Informant: Ok so , in the Philippines, ah, the way leprechauns show up, is ah, they’re these, like, really dark-skinned, short people, that–that have really bright, like, teeth, right? So when you see them at night, and when they smile, its kind of like the cheshire cat? Yeah, so, umm, basically, whenever you see one you don’t want to mess with them because, if you, uh, hurt them in any way, they’ll most likely attack you in the middle of the night.
Collector: Will they kill you? Will they eat you?
Informant: They won’t eat you, but if like, you could die from it, so for example, the story that happened to my dad’s relative, he saw a leprechaun, and then he smacked it with a shovel. And then, ah, the very next day, my relative’s back just started hurting out of nowhere, and it basically bedrid him, and then, yeah, he died later.
Context: My informant is a close friend of mine, and is a Filipino American young man. His father is an immigrant from the Philippines, and has extended family still living there.

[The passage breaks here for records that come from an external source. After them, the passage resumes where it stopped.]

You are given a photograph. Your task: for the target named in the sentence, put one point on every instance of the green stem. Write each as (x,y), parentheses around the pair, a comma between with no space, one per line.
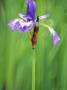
(33,71)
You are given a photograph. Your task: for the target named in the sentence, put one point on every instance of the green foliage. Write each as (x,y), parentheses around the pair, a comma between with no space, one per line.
(22,68)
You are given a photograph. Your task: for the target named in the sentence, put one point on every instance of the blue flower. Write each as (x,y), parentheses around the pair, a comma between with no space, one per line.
(28,21)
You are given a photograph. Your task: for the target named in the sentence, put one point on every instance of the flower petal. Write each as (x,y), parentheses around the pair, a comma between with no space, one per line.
(31,8)
(55,37)
(44,16)
(20,25)
(12,24)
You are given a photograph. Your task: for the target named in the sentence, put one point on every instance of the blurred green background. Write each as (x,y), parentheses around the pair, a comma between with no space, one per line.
(44,68)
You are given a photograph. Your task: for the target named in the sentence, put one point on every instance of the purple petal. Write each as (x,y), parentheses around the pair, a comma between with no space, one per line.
(55,38)
(25,18)
(31,9)
(44,16)
(12,24)
(20,25)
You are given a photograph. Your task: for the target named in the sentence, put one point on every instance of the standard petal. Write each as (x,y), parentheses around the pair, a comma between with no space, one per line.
(24,17)
(25,26)
(12,24)
(31,9)
(43,16)
(55,37)
(20,25)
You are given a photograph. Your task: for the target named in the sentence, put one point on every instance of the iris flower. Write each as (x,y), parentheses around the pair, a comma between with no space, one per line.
(26,22)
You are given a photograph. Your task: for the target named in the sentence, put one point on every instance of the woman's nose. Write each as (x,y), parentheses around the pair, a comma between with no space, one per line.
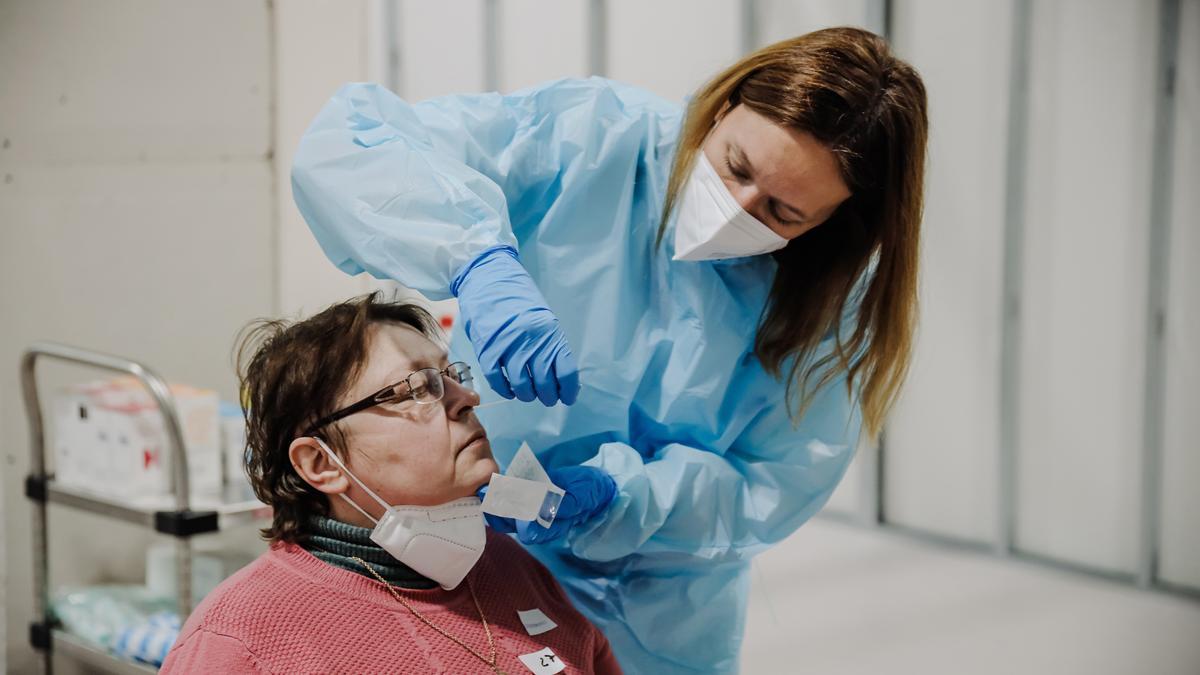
(459,399)
(748,196)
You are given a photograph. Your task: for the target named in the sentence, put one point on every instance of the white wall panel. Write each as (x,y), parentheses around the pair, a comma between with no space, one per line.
(541,40)
(1085,281)
(941,449)
(781,19)
(441,48)
(313,60)
(671,47)
(137,99)
(1180,549)
(161,263)
(137,217)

Analysis: At first, when my informant named the entity as a “leprechaun,” I was momentarily confused, and could think only of a stereotypical Irish leprechaun, complete with a red beard and green suit. The image I was thinking of is entirely different from what my informant told me, namely the dark skin and bright teeth. My informant recalled that these entities were found largely in more rural areas of the Philippines, and so it was often smaller towns or villages that experienced leprechauns. Though it is unclear what would have happened if the relative had not hit it with a shovel, what is clear is that because of that, the relative was bedridden, and died shortly afterwards. While searching the USC Online Archive, I found another post regarding Filipino dwarves– could this be another version of the leprechaun?